Eğer insan gücünde bir sıkıntı ve yetersizlik varsa, asla teslim olunmaz. Onarıcı çabalar liderler vasıtasıyla örülür. Liderliğin her durumda önemi yüksektir ancak kalkınmak için ön almada daha da değerli olduğu belirgindir. Lider kurtarır, kurucudur, vizyon ve hedef verir, toplumsal adalet ve gelişmişliğin önünü açar…

Önce bir çerçeve çizelim. “Gelişmişlik” nedir?

İdeal Gelişmiş Ülke Neresi?

Gelişmiş ülkenin ideal olanı nerededir? Amerika gelişmiş ülkelerin lideriyse, bir örnek midir? Bu soru bir Amerikalı için önemlidir. Soru bir Alman veya Fransız için anlamsızdır. Çinli veya Hintli de bunu aramaz. Türk de! Kaldı ki Amerika bile kendine, Yazar George V. Higgins’nin tabiriyle; “Amerika bir ülke değil, iştir (business)!” demektedir.

İdeal insan gücünün karakterine, kültürüne, ne istediğine göre disipline edilir. Yazılıp çizilmesinden öte somut bir şekilde herkesin aklında yer almalıdır. Bunun insanlara verildiği yerlerin başında aile, sonra okul, sokak ve iş yeri gelir.

Somut örneklerle bu gelişmişlik konularını nerelerde görmek mümkün olur? Bu sorunun doğru cevabını verebilmek için önce eldeki insan gücü, toprak, su, deniz, hava, yeraltı ve yerüstü kaynakları önem kazanır. Bunlara göre bir düşünce üretilebilir.

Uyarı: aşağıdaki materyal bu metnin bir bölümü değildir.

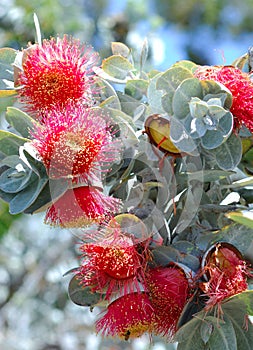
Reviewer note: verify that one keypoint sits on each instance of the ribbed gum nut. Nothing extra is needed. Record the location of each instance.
(214, 256)
(158, 130)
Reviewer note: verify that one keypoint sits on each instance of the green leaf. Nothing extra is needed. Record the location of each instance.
(82, 295)
(7, 57)
(186, 90)
(191, 66)
(216, 89)
(20, 121)
(7, 93)
(155, 96)
(108, 95)
(214, 138)
(144, 54)
(244, 217)
(228, 154)
(168, 82)
(12, 181)
(172, 78)
(237, 308)
(10, 143)
(165, 254)
(117, 66)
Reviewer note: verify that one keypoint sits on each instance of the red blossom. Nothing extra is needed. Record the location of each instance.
(114, 262)
(75, 142)
(127, 317)
(55, 73)
(169, 290)
(82, 206)
(240, 86)
(227, 274)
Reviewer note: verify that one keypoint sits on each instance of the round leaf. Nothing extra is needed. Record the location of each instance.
(82, 295)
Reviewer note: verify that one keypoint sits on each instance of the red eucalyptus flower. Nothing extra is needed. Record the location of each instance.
(169, 290)
(227, 274)
(127, 317)
(75, 142)
(113, 262)
(240, 86)
(81, 206)
(56, 72)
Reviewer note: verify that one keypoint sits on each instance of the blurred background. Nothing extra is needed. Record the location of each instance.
(35, 311)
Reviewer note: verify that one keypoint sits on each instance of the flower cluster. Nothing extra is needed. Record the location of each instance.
(74, 141)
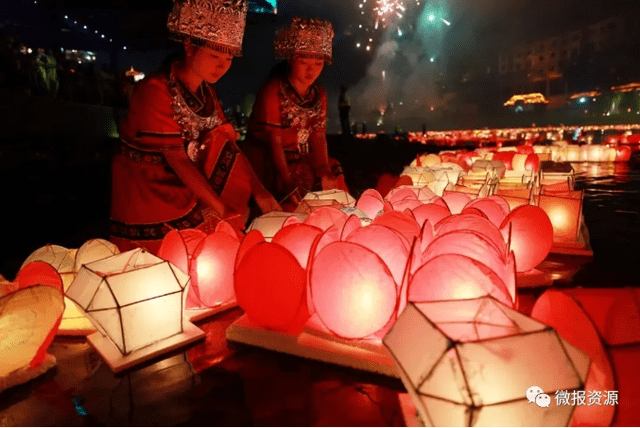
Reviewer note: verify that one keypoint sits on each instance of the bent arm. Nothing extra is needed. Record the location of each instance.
(193, 179)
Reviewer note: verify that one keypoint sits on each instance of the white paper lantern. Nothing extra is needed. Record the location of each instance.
(133, 298)
(471, 362)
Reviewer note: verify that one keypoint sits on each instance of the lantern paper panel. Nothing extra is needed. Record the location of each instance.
(340, 196)
(134, 298)
(471, 362)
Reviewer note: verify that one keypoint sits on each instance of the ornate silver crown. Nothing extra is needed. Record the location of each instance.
(217, 24)
(305, 38)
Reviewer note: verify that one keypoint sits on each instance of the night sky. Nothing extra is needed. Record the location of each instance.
(479, 29)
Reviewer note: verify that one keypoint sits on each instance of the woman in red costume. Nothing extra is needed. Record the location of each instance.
(286, 138)
(178, 165)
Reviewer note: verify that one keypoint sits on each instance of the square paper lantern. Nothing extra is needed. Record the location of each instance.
(340, 196)
(471, 362)
(565, 212)
(135, 299)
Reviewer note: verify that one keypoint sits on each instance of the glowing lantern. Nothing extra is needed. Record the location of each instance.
(400, 222)
(269, 224)
(474, 223)
(456, 201)
(491, 209)
(352, 289)
(211, 271)
(531, 236)
(298, 239)
(471, 363)
(564, 213)
(477, 247)
(340, 196)
(307, 206)
(30, 311)
(134, 298)
(61, 258)
(178, 247)
(453, 276)
(271, 301)
(495, 168)
(431, 212)
(370, 202)
(324, 218)
(558, 310)
(389, 245)
(420, 176)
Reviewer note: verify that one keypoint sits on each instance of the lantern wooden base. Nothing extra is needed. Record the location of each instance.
(534, 278)
(195, 315)
(316, 345)
(118, 362)
(26, 373)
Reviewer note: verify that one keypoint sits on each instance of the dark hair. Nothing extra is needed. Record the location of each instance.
(281, 69)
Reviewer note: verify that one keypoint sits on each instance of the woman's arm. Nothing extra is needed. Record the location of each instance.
(193, 179)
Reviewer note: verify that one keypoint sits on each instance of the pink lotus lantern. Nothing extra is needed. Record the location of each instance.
(530, 234)
(352, 289)
(491, 209)
(370, 202)
(30, 312)
(270, 287)
(473, 363)
(269, 224)
(456, 201)
(558, 310)
(455, 277)
(211, 271)
(431, 212)
(477, 247)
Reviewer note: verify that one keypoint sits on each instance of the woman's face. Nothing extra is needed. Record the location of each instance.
(208, 64)
(306, 70)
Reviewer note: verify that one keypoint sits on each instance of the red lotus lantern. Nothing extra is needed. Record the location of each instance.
(491, 209)
(389, 245)
(531, 236)
(456, 277)
(270, 286)
(456, 201)
(400, 222)
(298, 239)
(431, 212)
(352, 289)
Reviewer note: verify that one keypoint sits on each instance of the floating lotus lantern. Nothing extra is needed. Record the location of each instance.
(30, 312)
(530, 233)
(565, 213)
(352, 290)
(135, 300)
(269, 224)
(471, 363)
(270, 286)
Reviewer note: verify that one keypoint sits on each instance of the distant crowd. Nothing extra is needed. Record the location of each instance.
(50, 73)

Temel bakış açısına dayalı olarak somut gelişmişlik sorularına bakalım:

Muttaki Duruşu

Her işin bir kuralı vardır. Kuralını özümsediğimizde “doğal” olduğunu da anlarız. Başlıca noktaları “eğer” deyip açıklayalım:

Her yiğidin bir yoğurt yiyişi vardır da sizin ki belirgin şekilde yararlı ve bilinçli şekli olsun!

O halde insanın öncelikle bilinçle kendi değerlerine bakması, sahip çıkması ve geliştirmesi gerekir. Benim çeşitli vesilelerle, “Muttakilik açısından demokrasi, liberal ekonomi, kapitalizm vs işlerle ilgili bir sorun yoktur, önemli olan bireyin duruşudur…” dediğim konunun özünde bu yatar. Lider, bürokrat, bakan, memur, hâkim, savcı, patron, şef, temizlikçi, herkes için “üstün insan” olma tanımı bu nedenle önemlidir.

Muttakilik üstünlüğü üstüne giydiğinde yakıştırabilendir.

Bir ülke diğerlerinden üstün noktalara erişmişse, bu öncelikle “üstün insan gücü” sayesindedir. Bir ülkenin her şeyi olsa da insanları kendinde değilse, geçmiş olsun!